L'articolo 7 prevede l'adozione di piani di risanamento
acustico.
L'articolo 8 introduce l'obbligo di accompagnare i progetti
per le opere più critiche quali aeroporti, strade, discoteche
con una documentazione d'impatto acustico. Ciò vale anche per
tutte quelle attività che si presume possano incrementare il
livello di inquinamento.
L'articolo 9 prevede la possibilità di ricorrere a
particolari forme di contenimento delle emissioni sonore,
qualora ciò sia ritenuto necessario, mentre l'articolo 10
introduce sanzioni di carattere amministrativo per i
contravventori della presente legge.
L'articolo 11 detta i termini di carattere temporale per
l'emanazione dei regolamenti di esecuzione; l'articolo 12
disciplina la materia inerente i messaggi pubblicitari, mentre
ai sensi dell'articolo 13 le regioni vengono autorizzate a
erogare contributi per le spese affrontate dai comuni inerenti
l'inquinamento acustico.
Infine, l'articolo 14 detta disposizioni riguardanti il
potere di controllo degli enti preposti e l'articolo 15 detta
le norme relative al regime transitorio.
Desideriamo segnalare che lo sforzo dei relatori è stato
quello non solo di cercare di uniformare i testi presentati ma
anche di caratterizzare la legge su alcuni ben precisi
fondamenti.
Il primo è quello di far salve le filosofie e le azioni
poste in essere dal decreto del Presidente del Consiglio dei
ministri del 1^ marzo 1991. Ciò perché quattro anni di
attività hanno comunque posto le basi per un riferimento
comune da parte degli operatori del settore.

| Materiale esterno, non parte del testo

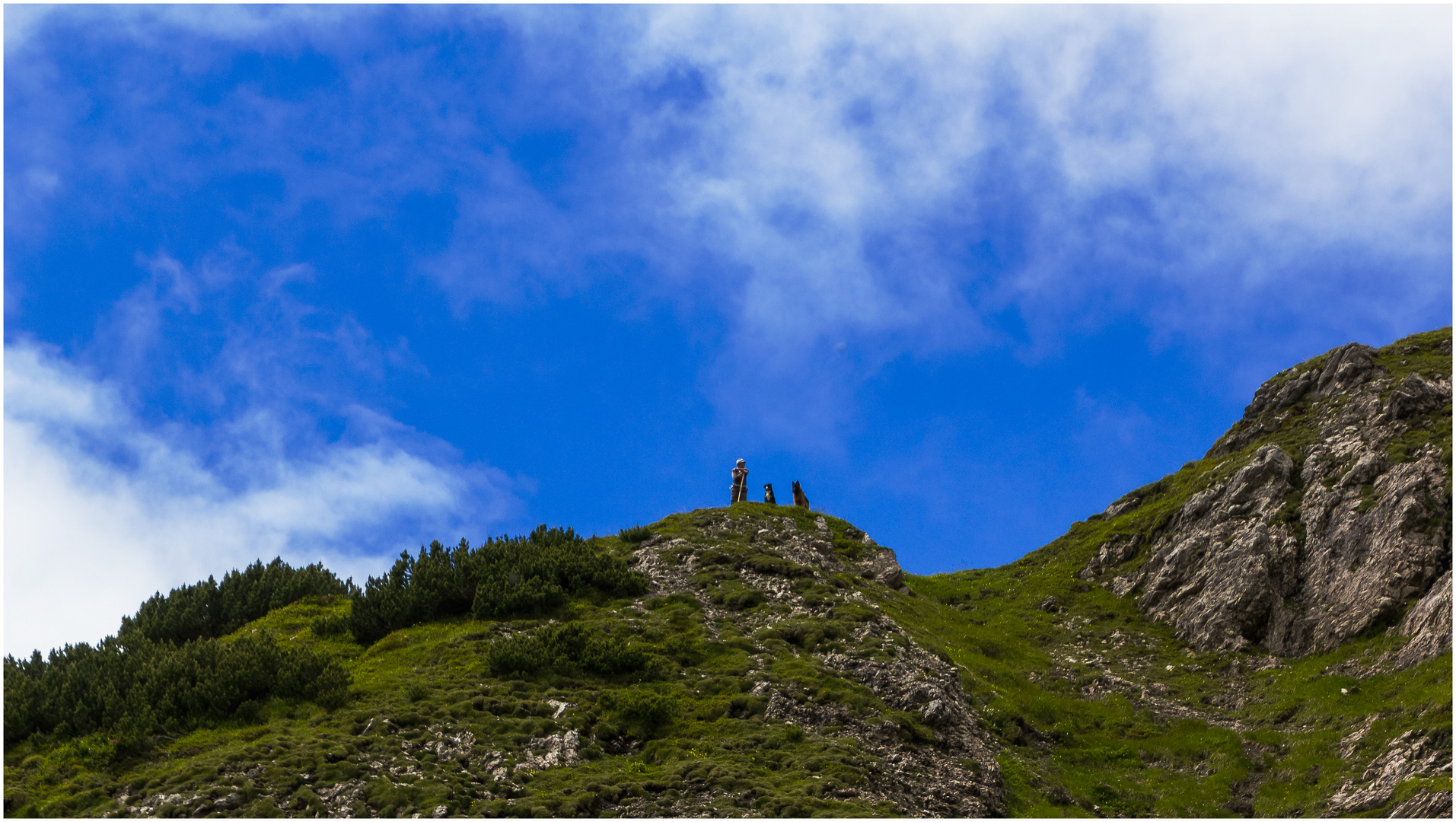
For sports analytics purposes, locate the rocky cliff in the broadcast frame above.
[1086,329,1451,665]
[5,329,1451,817]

Resta aperto il problema dei livelli differenziali che le
Commissioni hanno voluto mantenere.
Occorre dire che, per quanto riguarda i mezzi di trasporto
e gli impianti a ciclo continuo, esso si è dimostrato
inapplicabile.
Il secondo principio riguarda, come prima ricordato,
l'introduzione della disciplina del traffico aereo al fine di
comprendere tutte le attività che causano inquinamento
acustico.
Il terzo principio di carattere fondamentale introdotto è
stato quello di prevedere normative particolari, da emanarsi
con provvedimenti ministeriali, relative al traffico
ferroviario, aereo e veicolare, tenuto conto delle particolari
caratteristiche legate a questa attività.
Infine, sono state fatte salve le prerogative dello Stato
per quanto riguarda la gestione dei servizi pubblici
essenziali.
Si segnala da ultimo che le disposizioni previste al comma
5 dell'articolo 10 non lasciano soddisfatti i relatori che
ritengono necessaria una revisione del testo approvato dalle
Commissioni.
Valerio CALZOLAIO, relatore per la VIII
Commissione.
Roberto CASTELLI, relatore per la IX Commissione.